Seu trabalho é um experimento, onde ele brinca amplamente e descontroladamente com técnicas narrativas. Alguns capítulos se concentram em uma representação fônica de seus eventos; alguns são mock-historical; um capítulo é contado em forma epigramática; outro é apresentado como um drama. Nestes vôos de estilo, Joyce dirige a história de numerosos pontos de vista linguísticos e psicológicos.

Com seu estilo revolucionário, Joyce sacode as fundações do realismo literário. Afinal, não há uma multiplicidade de maneiras de contar uma história? Qual o caminho certo?

Podemos nos fixar em qualquer maneira verdadeira de abordar o mundo?

A estrutura

A experimentação literária também está ligada a uma estrutura formal que está conscientemente ligada à jornada mítica contada na Odisséia de Homero ( Ulisses é o nome romano do personagem central desse poema).

A jornada do dia é dada uma ressonância mítica, como Joyce mapeou os eventos do romance para episódios que ocorrem na Odisséia.

Ulisses é frequentemente publicado com uma tabela de paralelos entre o romance e o poema clássico; e, o esquema também oferece insights sobre o uso experimental de Joyce da forma literária, bem como alguma compreensão de quanto planejamento e concentração foram para a construção de Ulisses.

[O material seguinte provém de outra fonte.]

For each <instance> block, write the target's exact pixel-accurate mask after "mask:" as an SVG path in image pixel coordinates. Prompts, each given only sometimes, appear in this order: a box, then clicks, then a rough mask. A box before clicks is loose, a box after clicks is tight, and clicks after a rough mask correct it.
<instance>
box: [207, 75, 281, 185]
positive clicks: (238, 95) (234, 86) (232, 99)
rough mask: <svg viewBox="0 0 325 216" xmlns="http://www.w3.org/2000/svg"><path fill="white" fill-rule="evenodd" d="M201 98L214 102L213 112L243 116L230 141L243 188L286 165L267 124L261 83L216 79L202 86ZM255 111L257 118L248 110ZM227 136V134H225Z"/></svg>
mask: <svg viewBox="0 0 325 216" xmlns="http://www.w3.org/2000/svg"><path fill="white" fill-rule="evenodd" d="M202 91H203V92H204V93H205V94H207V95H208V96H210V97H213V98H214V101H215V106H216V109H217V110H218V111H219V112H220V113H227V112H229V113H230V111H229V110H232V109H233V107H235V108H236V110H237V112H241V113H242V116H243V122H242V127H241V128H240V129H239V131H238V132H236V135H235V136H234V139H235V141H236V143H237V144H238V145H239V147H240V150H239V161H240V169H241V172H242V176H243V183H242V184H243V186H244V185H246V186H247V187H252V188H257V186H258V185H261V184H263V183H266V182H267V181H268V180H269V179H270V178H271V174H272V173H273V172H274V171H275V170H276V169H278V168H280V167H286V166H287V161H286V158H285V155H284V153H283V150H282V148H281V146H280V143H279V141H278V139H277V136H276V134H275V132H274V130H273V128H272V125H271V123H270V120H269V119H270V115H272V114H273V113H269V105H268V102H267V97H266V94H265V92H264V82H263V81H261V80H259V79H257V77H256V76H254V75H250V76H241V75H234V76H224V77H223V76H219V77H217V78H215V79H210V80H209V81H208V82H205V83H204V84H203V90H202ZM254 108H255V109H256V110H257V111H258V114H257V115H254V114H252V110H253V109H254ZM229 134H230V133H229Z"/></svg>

Intoxicante, poderoso, muitas vezes incrivelmente desconcertante, Ulisses é provavelmente o apogeu da experimentação do modernismo com o que pode ser criado através da linguagem.

Ulysses é um tour de force por um escritor verdadeiramente grande e um desafio para a integralidade na compreensão da linguagem que poucos poderiam igualar.

A novela é brilhante e taxativa. Mas, Ulisses muito merece o seu lugar no panteão de verdadeiramente grandes obras de arte.